Em setembro, data a ser confirmada, a Vega lançará os satélites Flex e Sentinel-3. O Flex será responsável por monitorar a fluorescência da vegetação terrestre e avaliar a fotossíntese em escala global, enquanto o Sentinel-3C, que segue o Sentinel-3A (2016) e o Sentinel-3B (2018), medirá a altura dos oceanos, grandes lagos e rios, a espessura do blocos de gelo E geleiras. Também fornecerá, diariamente, as temperaturas da superfície do nosso Planeta e nos informará sobre a cor oceanos e águas continentais, indicador da concentração de fitoplâncton águas sobrevoadas.
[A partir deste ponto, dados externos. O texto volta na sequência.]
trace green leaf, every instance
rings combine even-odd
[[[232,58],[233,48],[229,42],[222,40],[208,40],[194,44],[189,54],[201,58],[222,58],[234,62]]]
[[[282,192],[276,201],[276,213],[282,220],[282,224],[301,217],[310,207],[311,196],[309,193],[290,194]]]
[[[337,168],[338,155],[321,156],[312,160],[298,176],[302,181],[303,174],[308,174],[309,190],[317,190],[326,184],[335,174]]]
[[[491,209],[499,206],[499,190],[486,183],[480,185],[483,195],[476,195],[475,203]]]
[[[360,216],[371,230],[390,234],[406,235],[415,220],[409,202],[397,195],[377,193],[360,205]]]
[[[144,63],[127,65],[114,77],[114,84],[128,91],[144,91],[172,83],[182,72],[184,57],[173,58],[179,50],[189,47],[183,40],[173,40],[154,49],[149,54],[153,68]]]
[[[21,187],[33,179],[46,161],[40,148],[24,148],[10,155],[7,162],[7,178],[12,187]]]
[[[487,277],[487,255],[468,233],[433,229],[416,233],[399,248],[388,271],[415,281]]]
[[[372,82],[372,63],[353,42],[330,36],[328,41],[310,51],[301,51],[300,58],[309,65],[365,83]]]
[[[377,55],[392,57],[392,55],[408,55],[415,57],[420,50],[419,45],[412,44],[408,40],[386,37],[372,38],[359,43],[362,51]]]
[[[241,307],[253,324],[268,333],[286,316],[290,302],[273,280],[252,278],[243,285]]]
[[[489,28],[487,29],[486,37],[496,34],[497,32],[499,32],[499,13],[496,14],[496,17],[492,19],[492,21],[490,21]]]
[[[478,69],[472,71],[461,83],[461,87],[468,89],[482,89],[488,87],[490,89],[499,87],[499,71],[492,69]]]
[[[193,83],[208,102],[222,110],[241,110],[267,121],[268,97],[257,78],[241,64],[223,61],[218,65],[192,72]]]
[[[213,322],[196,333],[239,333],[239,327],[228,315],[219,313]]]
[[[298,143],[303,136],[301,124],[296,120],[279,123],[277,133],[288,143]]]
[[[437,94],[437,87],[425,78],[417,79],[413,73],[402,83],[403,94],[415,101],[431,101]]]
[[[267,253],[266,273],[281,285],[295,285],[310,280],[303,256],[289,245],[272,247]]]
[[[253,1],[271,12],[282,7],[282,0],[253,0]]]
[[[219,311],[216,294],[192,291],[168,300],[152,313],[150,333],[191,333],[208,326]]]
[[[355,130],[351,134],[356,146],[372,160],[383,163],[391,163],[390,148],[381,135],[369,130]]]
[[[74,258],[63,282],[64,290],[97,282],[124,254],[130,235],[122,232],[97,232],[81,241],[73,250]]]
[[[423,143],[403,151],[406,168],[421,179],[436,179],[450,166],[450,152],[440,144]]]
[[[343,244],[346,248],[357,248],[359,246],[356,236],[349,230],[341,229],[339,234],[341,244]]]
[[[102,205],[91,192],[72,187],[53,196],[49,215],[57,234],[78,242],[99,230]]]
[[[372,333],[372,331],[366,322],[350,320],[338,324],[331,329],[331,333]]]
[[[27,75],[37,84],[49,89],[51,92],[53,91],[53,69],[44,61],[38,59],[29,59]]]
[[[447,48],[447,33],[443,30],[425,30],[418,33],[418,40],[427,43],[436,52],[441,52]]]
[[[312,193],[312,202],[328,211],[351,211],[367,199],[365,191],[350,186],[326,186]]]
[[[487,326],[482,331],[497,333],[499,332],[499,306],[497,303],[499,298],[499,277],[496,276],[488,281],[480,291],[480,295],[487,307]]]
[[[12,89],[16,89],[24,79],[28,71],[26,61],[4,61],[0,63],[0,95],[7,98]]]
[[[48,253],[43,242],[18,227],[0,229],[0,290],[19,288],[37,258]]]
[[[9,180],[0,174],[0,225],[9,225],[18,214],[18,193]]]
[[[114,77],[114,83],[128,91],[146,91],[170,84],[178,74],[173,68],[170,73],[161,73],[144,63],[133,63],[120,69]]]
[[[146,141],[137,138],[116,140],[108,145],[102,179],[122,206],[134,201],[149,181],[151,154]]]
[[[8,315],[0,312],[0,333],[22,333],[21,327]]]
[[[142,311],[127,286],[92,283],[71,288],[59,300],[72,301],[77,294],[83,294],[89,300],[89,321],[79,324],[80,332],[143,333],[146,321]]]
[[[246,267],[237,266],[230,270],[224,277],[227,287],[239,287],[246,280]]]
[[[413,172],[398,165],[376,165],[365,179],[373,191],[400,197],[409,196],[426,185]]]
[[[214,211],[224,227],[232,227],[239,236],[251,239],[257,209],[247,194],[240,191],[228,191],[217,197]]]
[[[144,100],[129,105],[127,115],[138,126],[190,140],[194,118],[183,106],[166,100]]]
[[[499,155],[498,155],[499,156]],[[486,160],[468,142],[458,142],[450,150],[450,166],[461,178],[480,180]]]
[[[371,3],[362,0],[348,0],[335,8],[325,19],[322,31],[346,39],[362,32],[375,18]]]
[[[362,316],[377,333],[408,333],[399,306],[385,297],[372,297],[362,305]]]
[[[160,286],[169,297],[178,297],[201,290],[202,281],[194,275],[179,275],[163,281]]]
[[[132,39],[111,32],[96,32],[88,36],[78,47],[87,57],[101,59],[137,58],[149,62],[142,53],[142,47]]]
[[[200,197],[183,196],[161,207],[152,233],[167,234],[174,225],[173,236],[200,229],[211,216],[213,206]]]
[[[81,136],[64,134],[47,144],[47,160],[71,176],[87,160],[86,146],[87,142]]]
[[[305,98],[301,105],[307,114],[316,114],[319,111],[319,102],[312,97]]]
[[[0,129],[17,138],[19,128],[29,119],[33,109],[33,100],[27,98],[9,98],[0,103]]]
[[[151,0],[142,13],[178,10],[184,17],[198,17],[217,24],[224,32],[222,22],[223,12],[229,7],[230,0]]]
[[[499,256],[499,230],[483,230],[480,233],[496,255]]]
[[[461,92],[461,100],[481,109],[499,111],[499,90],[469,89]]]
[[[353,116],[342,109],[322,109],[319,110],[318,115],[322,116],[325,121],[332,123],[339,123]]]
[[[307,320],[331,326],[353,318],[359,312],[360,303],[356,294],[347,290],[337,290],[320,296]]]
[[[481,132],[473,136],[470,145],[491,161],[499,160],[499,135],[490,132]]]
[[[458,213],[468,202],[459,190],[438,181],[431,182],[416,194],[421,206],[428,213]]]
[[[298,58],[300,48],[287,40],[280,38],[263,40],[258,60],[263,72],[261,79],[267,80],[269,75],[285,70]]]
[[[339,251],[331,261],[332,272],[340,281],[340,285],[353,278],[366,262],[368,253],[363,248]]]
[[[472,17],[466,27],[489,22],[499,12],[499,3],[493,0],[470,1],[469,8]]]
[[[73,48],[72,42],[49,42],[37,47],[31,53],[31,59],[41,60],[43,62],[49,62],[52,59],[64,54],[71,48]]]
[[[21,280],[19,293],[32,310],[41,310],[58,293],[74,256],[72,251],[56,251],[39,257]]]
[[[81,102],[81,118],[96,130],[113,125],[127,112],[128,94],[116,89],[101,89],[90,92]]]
✅ MetOp-SG B1????️ atinge um novo marco importante!
O satélite meteorológico europeu da próxima geração passou com sucesso mais um passo rumo ao seu lançamento: os testes de compatibilidade eletromagnética. Isso significa que todos os seus sistemas eletrônicos podem funcionar perfeitamente.
Os satélites MetOp-SG irão melhorar… pic.twitter.com/LNaN6NBbTq– Espaço Airbus (@AirbusSpace) 18 de dezembro de 2025
O ano de 2026 verá também o lançamento de dois novos satélites Sentinel do programa Copernicus. Sentinel-7 (ou CO2M), que medirá as emissões de CO2 de origem humana, e Sentinel-5, um espectrômetro instalado em Metop SG B1 para analisar poluentes atmosféricos,ozônio e o gás tendo um efeito sobre clima.
A ESA utilizará um Ariane 62 para lançar o segundo gerador de imagens Meteosat de terceira geração (o primeiro foi lançado em dezembro de 2022). Este satélite será utilizado principalmente para a detecção de raio e para a previsão imediata de condições meteorológicas extremas e para monitorizar a sua evolução quase em tempo real.
Vega poderia colocar órbita outras duas missões, mas ainda há boas chances de serem adiadas para 2027. Mas nunca se sabe. Existe o satélite Eagle-1, o primeiro elemento de um sistema europeu de criptografia quântica destinado a aplicativos da cibersegurança do SES. Este satélite apoiará o sistema seguro de distribuição de chaves quânticas (QKD) de ponta a ponta para a Europa. Além disso, existe a ClearSpace-1, a primeira missão de desorbitação de detritos orbitais, mandatada pela ESA e realizada pela ClearSpace, uma empresa comece da Escola Politécnica Federal de Lausanne (EPFL).
Objetivo Fobos e Deimos para Cnes
Cnes se prepara para missão MMX (Exploração das luas marcianas), liderado pelo Japão, que decolará em outubro de 2026 para explorar Fobos E Deimosas luas de Marte. Além da observação científica, o satélite trará amostras de Fobos e implantará o rover franco-alemão Idefix.
Por sua vez, os chineses planejam o lançamento do Chang’e 7, que pousará no Pólo Sul da Lua. A missão incluirá um robô saltador destinado a explorar crateras constantemente à sombra do Solprocurando por gelo de água.
Por fim, focaremos na missão da NASA que visa prolongar a vida útil do satélite Swift em órbita desde 2004 para rastrear assusta gama (GRB). A agência americana confiou, de facto, à start-up Katalyst Space Technologies a missão de elevar a órbita de Rápidoque hoje gravita apenas a 430 quilômetros de altitude e ameaça cair novamente noatmosfera Este ano.